Presentato nell’ambito della 81a Mostra Internazionale d’Arte Cinematografica di Venezia il cortometraggio 101%, prodotto da One More Pictures con Rai Cinema, per la regia di Serena Corvaglia. Un progetto realizzato in collaborazione con la Polizia di Stato per sensibilizzare il pubblico più giovane verso tematiche quali l’abuso dell’utilizzo dei social media e i rischi di un amore tossico e violento. Nel cast, Andrea Arru, Daniele Davì e Giulia De Lellis (alla sua prima esperienza cinematografica).

La trama

101% è un cortometraggio che punta il faro sull’impatto della tecnologia e le sfide psicologiche delle generazioni più giovani. La storia di Riccardo (Andrea Arru), il suo affidarsi ad un’applicazione scaricata sul cellulare per superare la timidezza e riuscire a far colpo sulle ragazze, è comune a molti. Che spesso sviluppano una crescente dipendenza dagli strumenti digitali per l’incapacità di creare solidi legami umani.

Il suo incontro con Cupido (Daniele Davì) sembra essere la soluzione. Riccardo crede di aver trovato finalmente il suo guru, la persona che sarà ingrado di dirgli cosa dire e quale sia il modo migliore di esprimersi per conquistare una ragazza.

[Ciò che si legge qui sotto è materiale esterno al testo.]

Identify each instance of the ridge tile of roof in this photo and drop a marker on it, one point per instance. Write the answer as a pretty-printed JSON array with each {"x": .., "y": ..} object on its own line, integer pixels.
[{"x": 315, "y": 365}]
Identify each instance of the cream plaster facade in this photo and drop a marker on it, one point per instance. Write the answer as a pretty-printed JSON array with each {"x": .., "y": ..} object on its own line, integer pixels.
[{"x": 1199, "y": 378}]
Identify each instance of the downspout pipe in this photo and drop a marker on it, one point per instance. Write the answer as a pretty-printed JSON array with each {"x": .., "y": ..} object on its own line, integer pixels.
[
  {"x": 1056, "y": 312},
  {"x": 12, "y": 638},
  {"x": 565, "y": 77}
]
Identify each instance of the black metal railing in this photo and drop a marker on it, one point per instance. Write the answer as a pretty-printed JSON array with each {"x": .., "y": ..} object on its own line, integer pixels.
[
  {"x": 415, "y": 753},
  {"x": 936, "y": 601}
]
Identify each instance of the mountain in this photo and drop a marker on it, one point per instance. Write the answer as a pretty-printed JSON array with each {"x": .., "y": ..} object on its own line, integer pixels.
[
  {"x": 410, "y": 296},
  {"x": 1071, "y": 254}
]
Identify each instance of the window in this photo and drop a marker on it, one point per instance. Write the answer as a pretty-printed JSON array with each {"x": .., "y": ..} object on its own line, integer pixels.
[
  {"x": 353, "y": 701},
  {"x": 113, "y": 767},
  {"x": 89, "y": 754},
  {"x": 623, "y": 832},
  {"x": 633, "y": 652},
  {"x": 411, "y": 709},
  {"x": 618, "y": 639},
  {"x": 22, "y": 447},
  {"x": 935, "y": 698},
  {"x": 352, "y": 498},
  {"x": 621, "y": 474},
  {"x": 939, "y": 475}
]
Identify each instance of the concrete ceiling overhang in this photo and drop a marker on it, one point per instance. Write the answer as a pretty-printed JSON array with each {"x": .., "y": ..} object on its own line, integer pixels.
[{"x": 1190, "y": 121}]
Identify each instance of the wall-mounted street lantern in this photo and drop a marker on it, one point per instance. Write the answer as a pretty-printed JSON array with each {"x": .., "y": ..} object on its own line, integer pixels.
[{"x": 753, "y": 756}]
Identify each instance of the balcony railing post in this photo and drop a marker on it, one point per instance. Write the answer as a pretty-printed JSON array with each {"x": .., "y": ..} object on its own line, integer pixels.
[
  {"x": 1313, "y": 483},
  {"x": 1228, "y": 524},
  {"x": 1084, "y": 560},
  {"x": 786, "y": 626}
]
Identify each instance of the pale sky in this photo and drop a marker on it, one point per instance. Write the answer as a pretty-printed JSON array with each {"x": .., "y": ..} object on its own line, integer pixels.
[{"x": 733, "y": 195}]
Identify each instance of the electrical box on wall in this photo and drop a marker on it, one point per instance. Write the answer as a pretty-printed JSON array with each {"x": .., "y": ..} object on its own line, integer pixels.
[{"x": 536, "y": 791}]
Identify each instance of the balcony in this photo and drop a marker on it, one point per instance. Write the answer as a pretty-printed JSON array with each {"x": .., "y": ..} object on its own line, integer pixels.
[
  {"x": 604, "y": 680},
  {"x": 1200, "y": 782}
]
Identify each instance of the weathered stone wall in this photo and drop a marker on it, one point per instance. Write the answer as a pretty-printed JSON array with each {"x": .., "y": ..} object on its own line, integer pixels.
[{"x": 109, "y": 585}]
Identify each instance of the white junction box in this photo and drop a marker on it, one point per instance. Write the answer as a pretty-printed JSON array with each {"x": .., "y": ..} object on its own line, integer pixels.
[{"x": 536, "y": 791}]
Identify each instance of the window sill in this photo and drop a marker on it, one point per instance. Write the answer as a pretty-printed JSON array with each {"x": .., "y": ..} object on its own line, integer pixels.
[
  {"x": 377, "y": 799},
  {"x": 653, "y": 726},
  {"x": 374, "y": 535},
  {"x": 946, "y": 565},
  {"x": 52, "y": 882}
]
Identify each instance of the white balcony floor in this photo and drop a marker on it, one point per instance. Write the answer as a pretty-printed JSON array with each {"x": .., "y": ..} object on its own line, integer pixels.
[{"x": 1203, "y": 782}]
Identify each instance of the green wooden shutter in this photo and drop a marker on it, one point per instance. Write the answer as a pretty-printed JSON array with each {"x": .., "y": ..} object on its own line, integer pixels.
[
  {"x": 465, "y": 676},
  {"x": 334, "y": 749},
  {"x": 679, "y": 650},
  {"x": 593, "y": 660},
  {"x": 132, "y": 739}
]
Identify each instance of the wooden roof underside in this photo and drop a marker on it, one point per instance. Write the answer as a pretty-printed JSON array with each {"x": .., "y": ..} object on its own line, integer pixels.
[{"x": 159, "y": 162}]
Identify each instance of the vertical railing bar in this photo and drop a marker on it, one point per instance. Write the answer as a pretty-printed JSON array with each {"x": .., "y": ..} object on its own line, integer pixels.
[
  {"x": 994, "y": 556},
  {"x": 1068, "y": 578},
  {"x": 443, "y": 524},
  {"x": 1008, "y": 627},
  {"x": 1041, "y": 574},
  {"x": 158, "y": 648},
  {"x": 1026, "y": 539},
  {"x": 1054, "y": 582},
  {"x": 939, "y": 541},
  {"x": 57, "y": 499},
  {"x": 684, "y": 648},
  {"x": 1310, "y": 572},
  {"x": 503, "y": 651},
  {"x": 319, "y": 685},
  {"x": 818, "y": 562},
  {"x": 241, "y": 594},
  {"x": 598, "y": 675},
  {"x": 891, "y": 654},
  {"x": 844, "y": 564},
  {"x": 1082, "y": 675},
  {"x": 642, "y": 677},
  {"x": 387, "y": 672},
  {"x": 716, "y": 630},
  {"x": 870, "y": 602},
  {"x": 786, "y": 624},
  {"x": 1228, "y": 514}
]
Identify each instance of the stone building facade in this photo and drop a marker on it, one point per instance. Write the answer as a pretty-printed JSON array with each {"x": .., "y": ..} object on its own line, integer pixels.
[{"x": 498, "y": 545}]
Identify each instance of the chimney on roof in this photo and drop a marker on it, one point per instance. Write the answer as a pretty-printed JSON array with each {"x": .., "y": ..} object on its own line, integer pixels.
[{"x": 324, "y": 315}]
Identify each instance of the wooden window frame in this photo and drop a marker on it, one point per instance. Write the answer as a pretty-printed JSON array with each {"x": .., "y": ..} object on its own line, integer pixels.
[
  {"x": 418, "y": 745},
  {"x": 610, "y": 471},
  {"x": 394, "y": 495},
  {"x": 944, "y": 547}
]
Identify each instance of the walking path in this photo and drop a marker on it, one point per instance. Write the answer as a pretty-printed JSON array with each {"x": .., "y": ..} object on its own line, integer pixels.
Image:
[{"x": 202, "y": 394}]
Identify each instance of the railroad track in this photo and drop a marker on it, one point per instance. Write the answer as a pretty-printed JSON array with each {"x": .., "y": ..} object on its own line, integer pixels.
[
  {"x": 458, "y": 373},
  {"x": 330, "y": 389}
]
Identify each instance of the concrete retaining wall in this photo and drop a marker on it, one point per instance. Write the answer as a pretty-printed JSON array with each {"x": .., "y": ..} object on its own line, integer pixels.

Fino a scoprire che la semplice proposta di un gelato insieme, di un vedersi nella vita reale, sia molto più semplice e appagante del consiglio statistico di un algoritmo.

In parallelo, troviamo la storia di Teresa (Giulia De Lellis), sorella di Riccardo. La ragazza vorrebbe vivere in libertà la sua spensieratezza, la sua gioventù e il suo sogno di diventare attrice. Ma si scontrerà contro un fidanzato geloso e possessivo. Il suo è un amore che rischia di essere pericoloso.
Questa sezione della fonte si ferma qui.